= Luis Castro (TV producer and documentary director) =

Venezuelan-British media entrepreneur, producer and director

Luis Oswaldo Castro Montero (born April 5, 1973) is a Venezuelan-British media entrepreneur based in London, and best known for his role as a director of the documentary Chávez, which was broadcast in several TV networks and awarded an Honorific Mention at the Havana Film Festival 2013.

He is a journalist with experience as a TV producer, presenter, director and head of Venispa Productions. His catalogue includes more than 200 productions, from TV documentaries, TV formats, news items and interviews broadcast by major international networks.

During his 20-year career he has travelled all over the world covering news, current affairs, business, eSports, art, and sports, from the UK to Venezuela, Colombia, Ecuador, Peru, Bolivia, Paraguay, Uruguay, Argentina, Brazil, Chile, Panama, Nicaragua, Costa Rica, Honduras, Guatemala, Cuba, Puerto Rico, Dominican Republic, México, Hawaii, USA, Spain, France, Iran and Russia among others.

==Life and career==

Luis Castro was born in Caracas, Venezuela, on the 5th of April 1973.

Career
...

==Television==
Luis created and produced a roundtable current affair TV series called Guayoyo, filmed in 12 countries in Latin America. and broadcast on the Iranian network HISPANTV.

He developed a docu-reality for the British network GinxTV focusing this time on eSports personalities. The series is called IRL had two seasons running on GinxTV.In 2014 he developed a docu-reality TV format called "Fuera del Area" that focuses on the real lives inside football, while expanding the same concept to the adult movie industry with a series called “Not so Private” hosted by the famous adult stars couple Jasmine Jae and Ryan Ryder.

Since 2017 he is the host and producer of the Latin-American affairs round table programmes “Cartas sobre la Mesa” broadcasting on RT en Español in which Luis debates with prominent politicians, academics and experts.

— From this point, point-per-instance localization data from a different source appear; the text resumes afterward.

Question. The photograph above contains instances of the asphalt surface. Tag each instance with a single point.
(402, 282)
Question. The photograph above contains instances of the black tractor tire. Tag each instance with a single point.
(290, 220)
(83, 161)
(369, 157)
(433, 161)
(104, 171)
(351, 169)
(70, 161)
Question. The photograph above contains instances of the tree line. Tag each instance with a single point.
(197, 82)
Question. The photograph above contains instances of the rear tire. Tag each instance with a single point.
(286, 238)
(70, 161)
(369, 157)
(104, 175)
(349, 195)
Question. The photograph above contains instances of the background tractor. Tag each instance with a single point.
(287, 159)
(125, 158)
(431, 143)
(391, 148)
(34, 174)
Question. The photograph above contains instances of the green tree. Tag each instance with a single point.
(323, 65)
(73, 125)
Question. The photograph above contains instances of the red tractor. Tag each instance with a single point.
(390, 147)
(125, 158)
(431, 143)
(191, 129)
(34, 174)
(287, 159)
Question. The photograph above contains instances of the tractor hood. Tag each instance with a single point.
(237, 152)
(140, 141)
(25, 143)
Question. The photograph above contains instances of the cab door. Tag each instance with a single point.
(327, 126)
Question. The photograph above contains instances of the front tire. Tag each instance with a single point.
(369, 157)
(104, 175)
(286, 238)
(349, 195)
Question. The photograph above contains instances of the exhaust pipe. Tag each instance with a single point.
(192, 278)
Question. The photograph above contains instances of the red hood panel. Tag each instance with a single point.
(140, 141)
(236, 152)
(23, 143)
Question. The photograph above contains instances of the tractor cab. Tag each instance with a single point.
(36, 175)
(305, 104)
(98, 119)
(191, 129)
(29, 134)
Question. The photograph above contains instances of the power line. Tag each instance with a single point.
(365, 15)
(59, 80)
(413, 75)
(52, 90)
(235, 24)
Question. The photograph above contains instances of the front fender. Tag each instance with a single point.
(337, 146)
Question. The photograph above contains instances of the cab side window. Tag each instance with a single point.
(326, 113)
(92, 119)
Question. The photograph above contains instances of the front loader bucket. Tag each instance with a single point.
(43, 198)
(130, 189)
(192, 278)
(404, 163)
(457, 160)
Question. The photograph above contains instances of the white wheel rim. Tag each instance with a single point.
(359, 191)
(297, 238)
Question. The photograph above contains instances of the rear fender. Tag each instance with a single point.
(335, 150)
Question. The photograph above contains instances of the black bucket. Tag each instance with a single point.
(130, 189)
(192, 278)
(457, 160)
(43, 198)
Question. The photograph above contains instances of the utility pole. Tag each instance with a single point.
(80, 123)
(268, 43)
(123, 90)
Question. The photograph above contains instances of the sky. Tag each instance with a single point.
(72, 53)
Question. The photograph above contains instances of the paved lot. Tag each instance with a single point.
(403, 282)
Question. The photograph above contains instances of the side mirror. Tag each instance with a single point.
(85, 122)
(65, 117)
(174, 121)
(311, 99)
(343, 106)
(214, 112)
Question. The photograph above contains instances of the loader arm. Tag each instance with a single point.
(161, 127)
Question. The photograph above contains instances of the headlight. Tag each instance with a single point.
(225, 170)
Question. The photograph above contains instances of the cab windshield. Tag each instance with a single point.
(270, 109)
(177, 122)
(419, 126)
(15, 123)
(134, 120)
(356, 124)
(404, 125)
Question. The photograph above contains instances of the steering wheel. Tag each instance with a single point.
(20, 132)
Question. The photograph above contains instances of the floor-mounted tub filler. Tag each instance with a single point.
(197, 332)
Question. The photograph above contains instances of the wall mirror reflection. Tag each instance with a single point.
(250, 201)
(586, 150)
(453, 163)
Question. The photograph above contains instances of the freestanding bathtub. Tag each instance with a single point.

Luis is also an Interviewer for RT en español in which he had the chance to talk to important personalities like former president of Panama Ricardo Martinelli, salsa legend Oscar D’ Leon, Dominican legend singer Johnny Ventura, as well as other celebrities.
==Filmography==

| Title | Credit | Year |
|---|---|---|
| Occupy Wall Street | Producer | 2012 |
| Alabama HB56: La ilegal ley contra la inmigración ilegal | Producer | 2012 |
| Chile: Construyendo Sueños | Post-Production | 2013 |
| El arte islámico en Francia | Producer | 2013 |
| Islamofobia en Francia | Producer | 2013 |
| Mezquitas improvisadas en España | Producer | 2013 |
| Jornaleros en EE.UU. | Producer | 2013 |
| Los 5 de Cuba contra el Terrorismo | Producer | 2013 |
| Tráfico Humano y Esclavitud Moderna en EEUU | Producer | 2013 |
| La Salud Dental latina en California | Producer | 2013 |
| Muslims, Victims of Espionage in the USA | Director | 2013 |
| Asotrecol | Producer | 2013 |
| Chávez | Director | 2013 |
| Conchita contra la Guerra | Producer | 2014 |
| La Fotografía no es un Crimen | Producer | 2014 |
| La Ley que Justifica el Homicidio | Producer | 2014 |
| Hawaii The Stolen Paradise | Director | 2014 |
| Cartas sobre la Mesa | Director | 2015 |
| 47Soul | Director | 2015 |
| Ngabe Struggle | Producer | 2015 |
| Ecuador the Poisoned rainforest | Producer | 2015 |
| Frack off, Power to the people | Producer | 2015 |
| Plan Andinia | Director | 2015 |
| The Great Game Expedition | Producer | 2016 |
| IRL (tv show) | Director and Producer | 2016 |
| Not So Private | Director and Producer | 2016 |
| Fuera del Area | Director and Producer | 2016 |

==Awards==
As a Documentary Director Luis Castro was awarded an "Honorable Mention of the Jury" at the 2013 Havana Film Festival for his film Chávez, a biography film on the life and death of the Venezuelan leader Hugo Chávez.